Comment 16 for bug 1682423

Revision history for this message
Matt Riedemann (mriedem) wrote :

There is some confusion here about different issues and how this is not working.

The sleep workaround that Bernhard is using is totally unrelated to anything with service versions or message version pins in the services that Mark is talking about.

What Bernhard (and others) are likely hitting with the 404 immediately after the server is created, is that in Ocata we now do this when creating a server:

1. The API service creates a build request (in the nova_api.build_requests table) which is temporary until the instance is created in a cell database.
2. The API casts to conductor to continue building the instance.
3. The conductor service asks the scheduler for a host on which to build the instance, and that host is mapped to a cell via the nova_api.host_mappings table.
4. Once a host is chosen, conductor creates the instance in the cell database and deletes the build request record in the API database.

While this is happening, if requests are coming into the API to get the instance, the API code is going to lookup the instance in the cell database via it's nova_api.instance_mappings record.
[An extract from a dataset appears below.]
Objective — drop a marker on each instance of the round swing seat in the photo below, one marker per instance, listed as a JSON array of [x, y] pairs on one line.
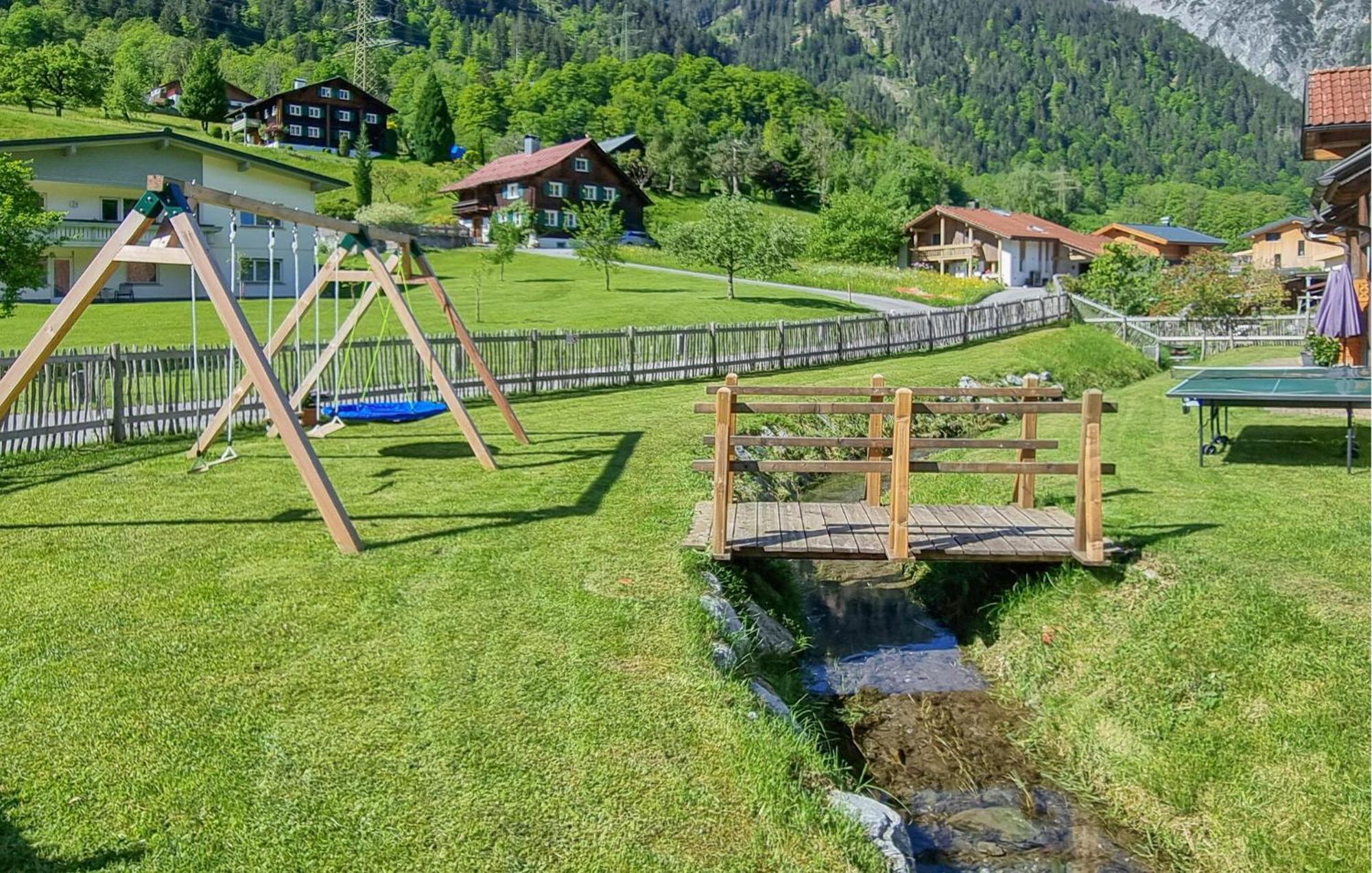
[[386, 414]]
If the instance is not mapped to a cell yet, the API will lookup the build request record and use that to return details about the instance while it's building.

There should be no window of time where neither exist and you get a 404.

I do remember there being some intermittent Tempest failures because of a window of time where the build request was gone but the instance wasn't mapped to the cell, but we fixed that and it should already be in Ocata.

What version of Ocata are people experiencing this issue? If you're still at 15.0.0 then you need to upgrade the controller services to make sure you have the latest fixes.